9. Roll to one side with your eyes closed, bringing your knees to your chest. You should use your palm as a delay when resting in the womb for a few breaths.
10. Use your hands for support, bring yourself back to a sitting position.
4. Children’s Pose – Balasana
To get the maximum benefits of this yogasana, perform this yogasana according to the steps given below.
How to do
1.Sitting on your heels spread your knees mat distance and bring your head towards the floor.
2. Extend your arms in front of you by your sides or under your forehead.
3. Hold this pose for thirty seconds by breathing in the lower back.
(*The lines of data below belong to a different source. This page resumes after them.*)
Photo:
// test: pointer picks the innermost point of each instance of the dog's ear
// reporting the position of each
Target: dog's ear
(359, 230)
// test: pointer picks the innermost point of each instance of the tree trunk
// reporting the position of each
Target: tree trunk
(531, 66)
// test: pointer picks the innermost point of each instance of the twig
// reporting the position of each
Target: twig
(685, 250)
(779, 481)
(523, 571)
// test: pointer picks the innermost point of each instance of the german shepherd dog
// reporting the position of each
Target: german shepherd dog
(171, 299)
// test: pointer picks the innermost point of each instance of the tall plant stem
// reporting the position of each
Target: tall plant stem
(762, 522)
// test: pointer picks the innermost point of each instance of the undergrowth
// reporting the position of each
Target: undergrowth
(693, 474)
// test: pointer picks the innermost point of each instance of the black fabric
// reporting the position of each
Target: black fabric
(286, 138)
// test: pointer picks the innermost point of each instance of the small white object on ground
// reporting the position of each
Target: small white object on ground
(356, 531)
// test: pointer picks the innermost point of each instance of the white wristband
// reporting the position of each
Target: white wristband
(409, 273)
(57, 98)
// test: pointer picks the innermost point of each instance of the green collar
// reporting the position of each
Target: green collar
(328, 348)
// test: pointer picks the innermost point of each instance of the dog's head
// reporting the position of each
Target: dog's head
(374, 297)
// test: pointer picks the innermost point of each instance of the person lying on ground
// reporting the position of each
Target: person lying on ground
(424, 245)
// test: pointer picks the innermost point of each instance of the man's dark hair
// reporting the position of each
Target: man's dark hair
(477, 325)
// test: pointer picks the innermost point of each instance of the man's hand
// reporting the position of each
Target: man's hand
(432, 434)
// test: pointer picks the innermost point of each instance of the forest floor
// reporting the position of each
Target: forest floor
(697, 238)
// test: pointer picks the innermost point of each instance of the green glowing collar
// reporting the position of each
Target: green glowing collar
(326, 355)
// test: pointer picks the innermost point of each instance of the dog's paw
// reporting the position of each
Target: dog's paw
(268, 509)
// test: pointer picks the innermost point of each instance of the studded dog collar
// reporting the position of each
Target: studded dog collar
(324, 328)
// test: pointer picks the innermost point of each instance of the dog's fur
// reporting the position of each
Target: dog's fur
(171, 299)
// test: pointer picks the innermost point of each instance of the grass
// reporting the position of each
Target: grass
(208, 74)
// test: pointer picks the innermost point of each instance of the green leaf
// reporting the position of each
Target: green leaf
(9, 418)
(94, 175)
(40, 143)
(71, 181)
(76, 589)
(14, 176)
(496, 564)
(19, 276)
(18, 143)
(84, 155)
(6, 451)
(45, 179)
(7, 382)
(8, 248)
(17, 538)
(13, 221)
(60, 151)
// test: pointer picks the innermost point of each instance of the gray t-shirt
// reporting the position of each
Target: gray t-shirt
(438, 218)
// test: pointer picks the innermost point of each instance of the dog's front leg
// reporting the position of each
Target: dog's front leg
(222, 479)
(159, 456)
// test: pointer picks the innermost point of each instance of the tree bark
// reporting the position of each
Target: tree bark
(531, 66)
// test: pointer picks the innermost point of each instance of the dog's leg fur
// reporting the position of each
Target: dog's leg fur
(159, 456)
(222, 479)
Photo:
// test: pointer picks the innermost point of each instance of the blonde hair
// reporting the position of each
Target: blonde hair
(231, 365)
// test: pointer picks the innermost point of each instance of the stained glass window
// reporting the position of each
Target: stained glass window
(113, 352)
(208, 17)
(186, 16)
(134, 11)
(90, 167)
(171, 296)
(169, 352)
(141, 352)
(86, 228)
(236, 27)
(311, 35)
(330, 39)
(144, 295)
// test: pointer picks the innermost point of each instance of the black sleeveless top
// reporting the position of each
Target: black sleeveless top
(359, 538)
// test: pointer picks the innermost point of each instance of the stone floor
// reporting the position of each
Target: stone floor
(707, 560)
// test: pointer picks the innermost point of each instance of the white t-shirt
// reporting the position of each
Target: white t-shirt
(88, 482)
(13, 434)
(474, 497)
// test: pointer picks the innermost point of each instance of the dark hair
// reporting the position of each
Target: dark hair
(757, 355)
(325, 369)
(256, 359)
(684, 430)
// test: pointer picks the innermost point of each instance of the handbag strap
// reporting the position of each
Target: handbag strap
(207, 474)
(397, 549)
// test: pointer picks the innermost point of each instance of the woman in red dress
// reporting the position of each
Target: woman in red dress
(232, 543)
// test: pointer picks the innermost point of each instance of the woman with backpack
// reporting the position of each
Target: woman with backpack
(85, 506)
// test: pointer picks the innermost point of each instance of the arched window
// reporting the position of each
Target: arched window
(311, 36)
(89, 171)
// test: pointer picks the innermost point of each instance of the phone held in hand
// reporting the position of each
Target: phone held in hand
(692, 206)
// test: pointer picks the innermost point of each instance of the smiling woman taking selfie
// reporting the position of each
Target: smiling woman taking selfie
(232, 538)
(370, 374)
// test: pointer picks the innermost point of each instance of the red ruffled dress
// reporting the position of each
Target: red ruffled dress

4. Coming out of this position, exhale and wrap the vertebrae with the vertebrae or come back to the starting position by sitting with a straight spine.
5 Vrikshasana
To get the maximum benefits of this yogasana, perform this yogasana according to the steps given below.
How to do
1.Stand up straight with feet two inches apart.
2. Focus on a point straight ahead.
3. Exhale and bend the right leg and place the right foot on the inner side of the left soil. Your right heel should touch the perineum (the surface area between the tailbone and the joint where the right and left pelvic bones meet).
4. Inhale and raise the hands, join the palms together to form Namaskar Mudra.
5. Hold this mudra for thirty seconds. At this point you should make sure that you are breathing normally.
6. Exhale and lower your shoulders. Bring your right leg down to the beginning position.
7. Repeat the above steps to perform Vrikshasana on the left side.
conclusion
In the above session we have told you five yogasanas. By practicing it regularly, you can increase your concentration and also sharpen your memory. And you can get other mental and physical health benefits as well.